Our analysis rationalizes the observations that EFZ enhances GagPol dimerization by binding monomers of GagPol-embedded p51e less strongly than p51e-p51c within Gag-Pol precursor dimers. More generally, it suggests that NNRTIs could achieve similar or even greater enhancement by having both a strong drug–dimer binding affinity (K_{D 12} < 100 nM) and a relatively weaker drug–monomer binding affinity (K_{D 2}/K_{D 12} > 10). Furthermore, the stronger the drug–dimer binding affinity, the more pronounced the maximum effect of an ever weaker drug–monomer binding affinity.

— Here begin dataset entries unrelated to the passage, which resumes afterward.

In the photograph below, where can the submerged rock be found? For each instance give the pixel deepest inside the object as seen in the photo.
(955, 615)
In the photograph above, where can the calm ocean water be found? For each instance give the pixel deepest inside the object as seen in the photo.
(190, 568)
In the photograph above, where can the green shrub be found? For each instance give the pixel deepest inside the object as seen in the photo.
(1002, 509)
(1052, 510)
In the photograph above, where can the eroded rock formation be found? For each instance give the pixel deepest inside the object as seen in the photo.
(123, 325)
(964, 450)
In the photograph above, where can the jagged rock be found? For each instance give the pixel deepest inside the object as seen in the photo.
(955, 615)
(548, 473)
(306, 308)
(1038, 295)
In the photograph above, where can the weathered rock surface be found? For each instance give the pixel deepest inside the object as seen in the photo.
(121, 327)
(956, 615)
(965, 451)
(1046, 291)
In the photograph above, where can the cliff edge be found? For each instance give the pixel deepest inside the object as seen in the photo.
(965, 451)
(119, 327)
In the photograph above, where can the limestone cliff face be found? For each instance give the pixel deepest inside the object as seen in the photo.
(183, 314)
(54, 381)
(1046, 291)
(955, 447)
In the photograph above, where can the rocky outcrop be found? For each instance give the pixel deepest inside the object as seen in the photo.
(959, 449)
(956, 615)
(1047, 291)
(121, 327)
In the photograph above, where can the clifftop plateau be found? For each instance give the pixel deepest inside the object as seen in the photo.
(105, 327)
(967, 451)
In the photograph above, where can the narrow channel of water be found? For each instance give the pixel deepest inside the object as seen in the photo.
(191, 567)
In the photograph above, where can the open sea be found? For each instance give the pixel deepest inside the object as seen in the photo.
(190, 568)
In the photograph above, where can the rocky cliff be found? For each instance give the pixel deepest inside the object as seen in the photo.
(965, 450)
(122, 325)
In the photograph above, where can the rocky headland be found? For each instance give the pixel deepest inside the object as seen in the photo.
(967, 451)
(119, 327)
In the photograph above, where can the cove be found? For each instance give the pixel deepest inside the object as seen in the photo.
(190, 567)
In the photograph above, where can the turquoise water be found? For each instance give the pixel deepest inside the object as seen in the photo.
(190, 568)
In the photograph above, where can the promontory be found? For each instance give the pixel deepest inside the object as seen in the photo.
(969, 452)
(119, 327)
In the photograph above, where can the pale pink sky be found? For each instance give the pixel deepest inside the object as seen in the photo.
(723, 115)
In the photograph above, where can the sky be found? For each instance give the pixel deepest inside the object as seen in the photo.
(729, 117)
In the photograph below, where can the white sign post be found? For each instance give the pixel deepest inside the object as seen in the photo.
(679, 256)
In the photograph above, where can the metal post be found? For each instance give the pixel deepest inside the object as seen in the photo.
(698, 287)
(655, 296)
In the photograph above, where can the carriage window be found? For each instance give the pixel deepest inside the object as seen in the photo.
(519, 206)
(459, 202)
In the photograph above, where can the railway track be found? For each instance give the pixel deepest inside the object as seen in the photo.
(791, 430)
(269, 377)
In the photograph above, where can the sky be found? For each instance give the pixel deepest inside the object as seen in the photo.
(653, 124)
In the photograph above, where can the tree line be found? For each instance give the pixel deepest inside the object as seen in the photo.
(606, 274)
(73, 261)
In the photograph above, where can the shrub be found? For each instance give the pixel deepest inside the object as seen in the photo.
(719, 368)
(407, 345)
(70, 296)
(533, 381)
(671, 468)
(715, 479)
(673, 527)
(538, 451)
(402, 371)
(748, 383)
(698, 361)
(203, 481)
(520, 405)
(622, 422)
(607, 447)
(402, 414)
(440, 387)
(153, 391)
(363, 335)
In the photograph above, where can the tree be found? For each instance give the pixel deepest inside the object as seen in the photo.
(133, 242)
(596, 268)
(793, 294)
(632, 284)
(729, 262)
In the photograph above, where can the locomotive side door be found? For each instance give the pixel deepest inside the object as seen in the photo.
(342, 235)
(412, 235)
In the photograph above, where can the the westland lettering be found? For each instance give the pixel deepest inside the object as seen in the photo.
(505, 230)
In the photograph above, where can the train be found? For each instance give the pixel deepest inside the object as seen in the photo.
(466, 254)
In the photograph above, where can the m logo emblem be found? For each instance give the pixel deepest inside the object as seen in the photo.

Development of novel potent NNRTIs is a challenging but feasible pharmacological research effort that benefits from computational simulation-guided synthesis and quantitative evaluation of inhibition for a range of chemical variants. ¹² This includes using structure-based approaches to suggest novel chemical moieties on a given drug scaffold that may increase contributions to binding. Our approach yields a strategy for rationally redesigning NNRTIs as PAEs that is consistent with the mentioned discovery process. First, ideal monomer–drug and dimer–drug binding affinities that enable substantial dimer enhancement within a desired concentration range could be optimized using our model. Chemical moieties on given drug scaffolds that potentially enhance drug–dimer binding, but limit drug–monomer binding, could then be suggested and evaluated by combining the mentioned pipeline ¹² and established cytotoxicity assays. ¹

Similarly, the effects of RT resistance mutations that arise in response to NNRTI therapy can be assessed in our model implicitly as variations in the values of K_{D 2}, K_{D 12}, or both compared with wild type. Although some such mutations (e.g., K103N and Y181C) likely reduce drug binding affinity for the RT dimer, through direct loss of structural interactions with inhibitors, their relative effects on drug–monomer disassociation may not correlate. Therefore, further studies may elucidate drug concentration windows that could take advantage of such differences to preserve functionality of NNRTIs as PAEs for patients in whom NNRTI resistance mutations arise.